RCEP Establishes Major Trading Bloc
During mid-November, 15 nations representing about 30% of global gross domestic product signed the Regional Comprehensive Economic Partnership (RCEP). This culminated after eight years of negotiations, and the signing ceremony took place virtually, another sign of the COVID-19 times.
The group included the ASEAN nations together with Australia, China, Japan, New Zealand and South Korea. It does not include India, which dropped out of negotiations last year. Both Australia and China touted the agreement as a major step forward despite the recent tension that has been brewing between the two major trading partners. The agreement is largely a tariff reduction deal. Exporters will only need one certificate of origin, which will simplify trade for multinational operators within the bloc. Bringing China into RECP was important as it is one of the largest trading economies, but it’s also largely symbolic as the agreement has no teeth. The sections regarding dispute settlement and competition are weak and it includes nothing new related to labor or environmental policy.
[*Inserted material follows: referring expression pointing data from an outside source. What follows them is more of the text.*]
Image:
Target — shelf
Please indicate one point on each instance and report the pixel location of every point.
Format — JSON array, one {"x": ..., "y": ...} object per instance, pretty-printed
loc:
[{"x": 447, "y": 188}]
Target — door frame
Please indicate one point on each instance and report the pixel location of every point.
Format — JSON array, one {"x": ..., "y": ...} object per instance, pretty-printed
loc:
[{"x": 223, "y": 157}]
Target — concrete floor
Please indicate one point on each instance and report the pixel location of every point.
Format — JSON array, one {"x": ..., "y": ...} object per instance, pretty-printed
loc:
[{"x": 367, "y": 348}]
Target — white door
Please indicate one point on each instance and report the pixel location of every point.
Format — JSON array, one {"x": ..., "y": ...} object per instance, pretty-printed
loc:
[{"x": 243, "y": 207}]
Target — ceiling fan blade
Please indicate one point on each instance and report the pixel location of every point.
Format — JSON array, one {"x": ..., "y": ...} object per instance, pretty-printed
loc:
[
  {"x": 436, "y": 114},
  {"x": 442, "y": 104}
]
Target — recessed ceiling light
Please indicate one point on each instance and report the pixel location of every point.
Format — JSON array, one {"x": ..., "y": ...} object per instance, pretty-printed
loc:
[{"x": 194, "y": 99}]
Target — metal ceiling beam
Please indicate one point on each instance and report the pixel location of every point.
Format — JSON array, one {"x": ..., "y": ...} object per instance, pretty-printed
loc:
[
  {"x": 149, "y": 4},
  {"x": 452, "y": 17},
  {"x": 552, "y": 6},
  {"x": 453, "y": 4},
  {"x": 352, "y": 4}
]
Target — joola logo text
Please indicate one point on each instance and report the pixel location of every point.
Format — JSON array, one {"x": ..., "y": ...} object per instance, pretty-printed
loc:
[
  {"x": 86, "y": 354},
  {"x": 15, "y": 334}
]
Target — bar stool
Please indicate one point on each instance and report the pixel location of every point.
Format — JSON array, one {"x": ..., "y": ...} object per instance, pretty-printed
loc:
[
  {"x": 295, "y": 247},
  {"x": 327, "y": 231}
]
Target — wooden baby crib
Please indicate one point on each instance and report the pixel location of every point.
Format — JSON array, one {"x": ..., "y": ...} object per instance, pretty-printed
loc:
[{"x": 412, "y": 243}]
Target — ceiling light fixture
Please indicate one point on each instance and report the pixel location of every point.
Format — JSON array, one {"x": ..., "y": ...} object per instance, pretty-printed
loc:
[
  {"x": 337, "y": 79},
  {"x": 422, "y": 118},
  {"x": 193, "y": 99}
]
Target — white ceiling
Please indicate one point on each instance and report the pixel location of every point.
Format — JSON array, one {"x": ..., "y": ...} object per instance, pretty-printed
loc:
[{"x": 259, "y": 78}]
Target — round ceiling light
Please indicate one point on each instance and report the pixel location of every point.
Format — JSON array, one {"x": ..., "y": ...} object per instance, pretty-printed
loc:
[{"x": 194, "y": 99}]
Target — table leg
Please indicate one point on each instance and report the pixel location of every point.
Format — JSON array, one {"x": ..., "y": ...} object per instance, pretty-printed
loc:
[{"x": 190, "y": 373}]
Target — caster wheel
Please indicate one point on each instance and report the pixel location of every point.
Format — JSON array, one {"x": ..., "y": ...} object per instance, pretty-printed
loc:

From an iron ore, coal and steel perspective, Australia, Indonesia, Japan and South Korea would benefit the most. RCEP would likely have a negative effect on India and the U.S. As E&MJ documented last month in its Iron Ore Outlook, Australia exports 836 million metric tons per year (mt/y) of iron ore. Most of it goes to China and other steel producers like Japan and South Korea. Rio Tinto exports 270 million mt/y and BHP Billiton exports 240 million mt/y from mines located mostly in Western Australia.
“The opportunity ahead is to not only implement RCEP effectively but also to build on the momentum created by the agreement,” BHP CEO Mike Henry said. “Overcoming and recovering from COVID-19 is going to require a collective and collaborative approach on a truly global basis. We must return the world to growth to help improve living standards and do it in a way that is sustainable and benefits all. For us to ‘build back better,’ we must ‘build back better, together.’” Henry acknowledged the tension that BHP and other Australian miners currently face, saying it is antithetical to prosperity and a challenge that needs to be resolved. Producing iron ore, copper and coal as well as oil and gas, BHP claims to be the world’s largest multinational resources company and Chinese companies make up the lion’s share of its customers.
With the obvious codependent relationships, it will be difficult for those within this bloc to apply pressure to China regarding other socioeconomic issues that concern some of the countries not included in this bloc. So, for the rest of the world, RCEP will place a larger burden on them for resolving issues like intellectual property rights and environmental policy. Enjoy this edition.